BY Monem Farooqi
With expectations of holding the momentum
Inflation hit a 13-year low in 2016, supported by falling international oil prices despite the high aggregate demand and low interest rates, which was contained due to a stable currency and, again, falling international oil prices
Pakistan economic growth witnessed an acceleration in fiscal 2016 and started catching up with its neighbors with gross domestic product (GDP) expanding at 4.7 percent — the highest rate in eight years and a significant increase from the previous year’s four percent.
While this improvement is a positive sign, the economy could be growing faster. India’s 7.6 percent growth continued to lead the pack in South Asia, while Bangladesh and Pakistan began to strengthen relative to others.
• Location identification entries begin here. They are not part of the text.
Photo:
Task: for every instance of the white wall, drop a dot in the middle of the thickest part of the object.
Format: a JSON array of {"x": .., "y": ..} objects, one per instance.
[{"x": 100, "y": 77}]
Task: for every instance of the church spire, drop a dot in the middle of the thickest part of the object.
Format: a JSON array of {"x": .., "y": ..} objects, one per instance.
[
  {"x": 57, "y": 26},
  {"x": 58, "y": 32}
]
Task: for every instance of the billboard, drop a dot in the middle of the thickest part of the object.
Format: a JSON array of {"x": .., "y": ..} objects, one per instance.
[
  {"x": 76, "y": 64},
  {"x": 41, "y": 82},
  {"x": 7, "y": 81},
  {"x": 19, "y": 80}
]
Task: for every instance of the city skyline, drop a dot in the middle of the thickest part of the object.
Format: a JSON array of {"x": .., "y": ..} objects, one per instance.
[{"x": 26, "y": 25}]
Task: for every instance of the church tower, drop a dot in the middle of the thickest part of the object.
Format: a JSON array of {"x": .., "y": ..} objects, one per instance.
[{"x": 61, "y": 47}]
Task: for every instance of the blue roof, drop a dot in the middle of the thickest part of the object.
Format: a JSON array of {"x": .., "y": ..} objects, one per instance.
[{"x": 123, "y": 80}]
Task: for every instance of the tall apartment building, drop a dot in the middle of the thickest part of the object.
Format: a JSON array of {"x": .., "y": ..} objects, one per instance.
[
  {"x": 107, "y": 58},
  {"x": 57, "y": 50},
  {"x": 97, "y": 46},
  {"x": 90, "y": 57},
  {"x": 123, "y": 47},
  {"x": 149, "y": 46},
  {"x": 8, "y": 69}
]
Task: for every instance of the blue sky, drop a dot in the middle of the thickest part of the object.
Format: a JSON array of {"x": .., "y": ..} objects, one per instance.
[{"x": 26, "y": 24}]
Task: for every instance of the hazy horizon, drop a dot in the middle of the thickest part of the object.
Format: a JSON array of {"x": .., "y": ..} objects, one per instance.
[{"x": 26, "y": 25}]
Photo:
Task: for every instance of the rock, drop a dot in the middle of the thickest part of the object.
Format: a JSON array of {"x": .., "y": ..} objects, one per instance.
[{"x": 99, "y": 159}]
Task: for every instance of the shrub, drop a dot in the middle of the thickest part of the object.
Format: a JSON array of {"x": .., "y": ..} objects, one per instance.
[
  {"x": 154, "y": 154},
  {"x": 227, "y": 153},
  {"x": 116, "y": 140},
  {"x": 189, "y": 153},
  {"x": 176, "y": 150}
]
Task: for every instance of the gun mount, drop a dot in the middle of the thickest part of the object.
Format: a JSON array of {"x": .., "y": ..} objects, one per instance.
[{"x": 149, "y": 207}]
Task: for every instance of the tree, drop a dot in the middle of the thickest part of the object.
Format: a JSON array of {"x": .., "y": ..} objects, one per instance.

Data show that Pakistan achieved macroeconomic stability and a surprising fall in poverty over the last 14 years, but could not make equivalent improvement on the ground. Long-term growth depends on investment in people, however, this growth could not make any difference in real life.
Inflation hit a 13-year low in 2016, supported by falling international oil prices despite the high aggregate demand and low interest rates, which was contained due to a stable currency and, again, falling international oil prices. Average inflation reached a low of 2.9 percent. Food price fallen and low domestic petroleum, oil, lubricants prices — driven by international oil prices — kept average inflation low for the year.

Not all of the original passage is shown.